Por exemplo, teve um dia que eu deixei eles explorarem uma caixa cheia de objetos diferentes, tipo garrafa de plástico, colher de madeira, brinquedo de metal. A Maria e o João estavam conversando sobre uma garrafa de vidro. Aí eu ouvi o João dizendo: "Olha, isso quebra fácil porque é vidro e vidro é forte mas também é frágil." Quando ele falou isso, eu pensei: "Ah, esse entendeu." Ele conseguiu fazer uma conexão que só vem com entendimento e curiosidade.

Outra maneira é quando um aluno explica pro outro. A Ana tava tentando entender porque a madeira é usada pra fazer móveis. O Pedro virou pra ela e disse: "Porque é rígido e não entorta como plástico." Esse tipo de interação mostra que eles tão pensando nas propriedades dos materiais de forma prática. E olha, isso é ouro!

Agora, falando dos erros mais comuns, os meninos às vezes ficam confusos sobre as propriedades dos materiais. Tipo a Luiza um dia tava convencida de que o plástico e o vidro eram a mesma coisa porque achava que ambos vêm do mesmo lugar já que "ambos não vêm da natureza". É fácil entender o porquê disso. Elas ouvem muito essas palavras sem realmente conectar com a origem ou com o processo de fabricação. Quando eu pego esse tipo de erro na hora, tento corrigir fazendo perguntas que levem eles a pensar: "Mas você acha que dá pra quebrar um copo de plástico igual quebra um de vidro?" Isso ajuda a botar na cabeça deles que são materiais diferentes com propriedades distintas.

E tem o Matheus, né? Ele tem TDAH e precisa de um cuidado diferente. O Matheus é super curioso e quer participar de tudo ao mesmo tempo. Pra ele, eu geralmente adapto as atividades pra serem mais curtas e dinâmicas. Por exemplo, quando estamos fazendo uma atividade prática em grupo, eu dou pra ele pequenas tarefas com tempo delimitado pra manter ele concentrado e engajado. Outro dia dei a ele a missão de encontrar na sala todos os objetos metálicos enquanto o resto da turma discutia sobre madeira e pedra. Isso ajuda ele a focar.
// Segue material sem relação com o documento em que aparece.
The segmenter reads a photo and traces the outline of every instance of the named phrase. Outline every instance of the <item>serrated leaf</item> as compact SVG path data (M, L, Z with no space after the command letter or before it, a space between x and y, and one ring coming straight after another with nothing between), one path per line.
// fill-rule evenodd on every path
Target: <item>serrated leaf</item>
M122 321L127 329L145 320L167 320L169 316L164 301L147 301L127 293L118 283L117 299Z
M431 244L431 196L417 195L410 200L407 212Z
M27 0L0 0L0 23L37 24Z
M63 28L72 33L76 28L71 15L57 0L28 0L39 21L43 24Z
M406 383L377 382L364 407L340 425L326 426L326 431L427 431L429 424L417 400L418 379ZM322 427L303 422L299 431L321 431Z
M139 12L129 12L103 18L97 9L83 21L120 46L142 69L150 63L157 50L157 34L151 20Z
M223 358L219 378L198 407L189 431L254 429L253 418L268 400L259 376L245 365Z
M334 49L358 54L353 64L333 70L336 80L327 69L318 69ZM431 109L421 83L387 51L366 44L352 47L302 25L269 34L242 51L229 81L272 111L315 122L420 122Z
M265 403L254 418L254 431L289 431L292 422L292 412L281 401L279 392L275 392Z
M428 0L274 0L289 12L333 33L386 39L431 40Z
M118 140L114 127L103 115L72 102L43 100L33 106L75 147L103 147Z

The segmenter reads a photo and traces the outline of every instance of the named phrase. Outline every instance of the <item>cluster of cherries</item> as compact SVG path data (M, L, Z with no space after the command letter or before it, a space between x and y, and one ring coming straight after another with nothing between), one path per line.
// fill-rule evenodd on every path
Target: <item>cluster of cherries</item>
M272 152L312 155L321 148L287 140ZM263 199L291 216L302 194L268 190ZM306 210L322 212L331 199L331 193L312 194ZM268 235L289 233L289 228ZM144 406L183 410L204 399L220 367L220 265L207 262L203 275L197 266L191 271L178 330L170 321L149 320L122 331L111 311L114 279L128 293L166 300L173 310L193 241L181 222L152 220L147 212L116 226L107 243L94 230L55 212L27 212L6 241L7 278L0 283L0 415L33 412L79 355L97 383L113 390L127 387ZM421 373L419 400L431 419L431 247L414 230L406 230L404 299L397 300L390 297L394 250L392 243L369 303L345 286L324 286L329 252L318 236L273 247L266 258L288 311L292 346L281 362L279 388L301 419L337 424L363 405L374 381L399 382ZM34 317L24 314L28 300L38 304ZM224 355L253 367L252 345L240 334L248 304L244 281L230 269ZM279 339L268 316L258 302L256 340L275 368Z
A Clara tem TEA e reage melhor quando as atividades têm rotina e estrutura bem definidas. Pro caso dela, uso bastante material visual como cartazes com fotos dos materiais e objetos relacionados. Isso ajuda muito! Teve um dia que fizemos uma roda de conversa sobre reciclagem e trouxe cartões coloridos com imagens para ela escolher qual material poderia ser reciclado ou não. O legal foi ver ela ficando mais segura nas escolhas ao longo do tempo.

Mas olha, nem sempre sai tudo perfeito! Tentei uma vez usar um aplicativo no tablet achando que ia engajar mais o Matheus e dar opções visuais pra Clara ao mesmo tempo... Acabou virando bagunça! Eles ficaram tão entretidos com os sons e animações do app que esquecemos do principal: o conteúdo! Às vezes o simples funciona melhor.

Enfim, gente, acho muito bacana poder compartilhar isso aqui com vocês. Cada aluno é único e exige um cuidado especial da nossa parte pra aprenderem da melhor forma possível. Não é fácil não, mas é gratificante demais ver aquele brilhozinho no olho quando eles entendem algo novo.

É isso aí, pessoal! Espero poder ler as experiências de vocês também sobre como lidam com essas diferenças na sala de aula. Abraços!